1983 beging man das Bataillonsschützenfest wieder in Hatting, das, begünstigt durch das schöne Wetter, ein großartiges Fest wurde.

1985 erwarb die Hattinger Kompanie mit Hilfe der Gemeinde die nicht mehr benutzte Milchsammelstelle im Dorfzentrum. Die örtlichen Bauern hatten sich durch die Festsetzung eines günstigen Kaufpreises als großzügig erwiesen. Der Raum wurde daraufhin unter selbstlosem Einsatz der Vereinsmitglieder zu einem schmucken Schüzenheim gestaltet und im Mai 1986 zum ersten Mal benutzt.

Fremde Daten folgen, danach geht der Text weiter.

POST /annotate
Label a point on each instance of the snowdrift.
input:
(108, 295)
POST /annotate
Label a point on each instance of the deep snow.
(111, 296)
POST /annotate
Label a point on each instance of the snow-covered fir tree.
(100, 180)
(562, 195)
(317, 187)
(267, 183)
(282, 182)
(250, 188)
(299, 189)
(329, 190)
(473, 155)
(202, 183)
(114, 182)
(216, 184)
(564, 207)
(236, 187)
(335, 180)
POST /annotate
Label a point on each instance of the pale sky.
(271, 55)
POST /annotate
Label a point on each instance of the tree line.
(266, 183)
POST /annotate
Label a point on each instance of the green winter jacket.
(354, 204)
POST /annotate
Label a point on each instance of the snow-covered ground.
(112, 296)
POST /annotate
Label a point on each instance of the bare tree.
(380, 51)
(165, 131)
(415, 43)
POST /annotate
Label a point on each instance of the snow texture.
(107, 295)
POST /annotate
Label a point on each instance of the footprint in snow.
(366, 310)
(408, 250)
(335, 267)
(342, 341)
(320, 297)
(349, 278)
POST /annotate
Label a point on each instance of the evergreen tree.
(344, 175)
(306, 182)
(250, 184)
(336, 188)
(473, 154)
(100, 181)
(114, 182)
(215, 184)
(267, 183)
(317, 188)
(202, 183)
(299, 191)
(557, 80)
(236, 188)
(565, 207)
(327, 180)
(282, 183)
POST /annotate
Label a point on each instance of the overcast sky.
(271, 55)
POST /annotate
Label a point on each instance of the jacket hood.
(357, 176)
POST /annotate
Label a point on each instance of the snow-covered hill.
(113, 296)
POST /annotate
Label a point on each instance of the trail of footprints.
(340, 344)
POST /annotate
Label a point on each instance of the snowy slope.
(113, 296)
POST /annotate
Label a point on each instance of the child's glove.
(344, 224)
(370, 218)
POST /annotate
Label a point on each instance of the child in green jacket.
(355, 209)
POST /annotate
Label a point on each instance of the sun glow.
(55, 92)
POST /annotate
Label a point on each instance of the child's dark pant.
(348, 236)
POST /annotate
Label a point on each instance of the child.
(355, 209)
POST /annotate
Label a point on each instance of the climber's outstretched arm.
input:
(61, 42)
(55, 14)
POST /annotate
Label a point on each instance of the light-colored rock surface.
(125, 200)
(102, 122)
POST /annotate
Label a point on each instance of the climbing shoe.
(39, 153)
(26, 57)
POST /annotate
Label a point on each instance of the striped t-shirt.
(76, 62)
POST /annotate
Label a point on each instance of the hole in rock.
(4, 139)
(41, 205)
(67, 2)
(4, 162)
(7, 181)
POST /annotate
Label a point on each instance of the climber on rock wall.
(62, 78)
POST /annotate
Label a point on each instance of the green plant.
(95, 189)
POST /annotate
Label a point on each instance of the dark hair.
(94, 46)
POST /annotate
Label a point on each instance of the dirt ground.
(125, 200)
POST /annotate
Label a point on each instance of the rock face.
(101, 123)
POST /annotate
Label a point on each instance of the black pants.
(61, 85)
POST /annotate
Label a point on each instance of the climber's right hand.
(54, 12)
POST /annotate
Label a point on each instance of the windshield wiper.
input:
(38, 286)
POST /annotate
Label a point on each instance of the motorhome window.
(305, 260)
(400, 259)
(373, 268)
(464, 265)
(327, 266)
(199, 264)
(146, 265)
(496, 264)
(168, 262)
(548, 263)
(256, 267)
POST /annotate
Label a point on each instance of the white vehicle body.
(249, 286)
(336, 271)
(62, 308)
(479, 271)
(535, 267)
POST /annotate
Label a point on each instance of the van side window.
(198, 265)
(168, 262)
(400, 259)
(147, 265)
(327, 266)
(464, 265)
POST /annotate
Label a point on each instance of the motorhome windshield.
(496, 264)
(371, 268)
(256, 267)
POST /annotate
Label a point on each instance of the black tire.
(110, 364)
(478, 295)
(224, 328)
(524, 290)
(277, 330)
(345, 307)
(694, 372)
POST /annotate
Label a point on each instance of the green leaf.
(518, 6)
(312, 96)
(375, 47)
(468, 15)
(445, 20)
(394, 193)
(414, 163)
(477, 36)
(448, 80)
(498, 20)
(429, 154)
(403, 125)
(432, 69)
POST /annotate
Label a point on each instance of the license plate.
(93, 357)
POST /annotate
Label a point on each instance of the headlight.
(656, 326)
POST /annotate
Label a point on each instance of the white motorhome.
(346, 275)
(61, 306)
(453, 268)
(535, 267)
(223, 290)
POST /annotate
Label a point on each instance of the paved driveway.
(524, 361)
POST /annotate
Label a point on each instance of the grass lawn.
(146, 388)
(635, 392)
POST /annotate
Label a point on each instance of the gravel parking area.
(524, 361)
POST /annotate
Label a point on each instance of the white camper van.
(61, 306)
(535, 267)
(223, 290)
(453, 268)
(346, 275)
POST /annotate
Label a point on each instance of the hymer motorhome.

Im Rahmen der Jahreshauptversammlung 1986 wurde der langjährige Fähnrich Anton Auer für seine 60-jährige Treue zur Kompanie zum Ehrenfähnrich ernannt.

Nicht unerwähnt bleiben darf die lobende Nennung der Hattinger Schützen im Rahmen des Tiroler Freiheitskampfes. Eine bayrische Standarte, ein französischer Säbel mit Scheide und eine Marketenderinnenkassa wurden erbeutet. Sie befinden sich im Zeughaus zu Innsbruck.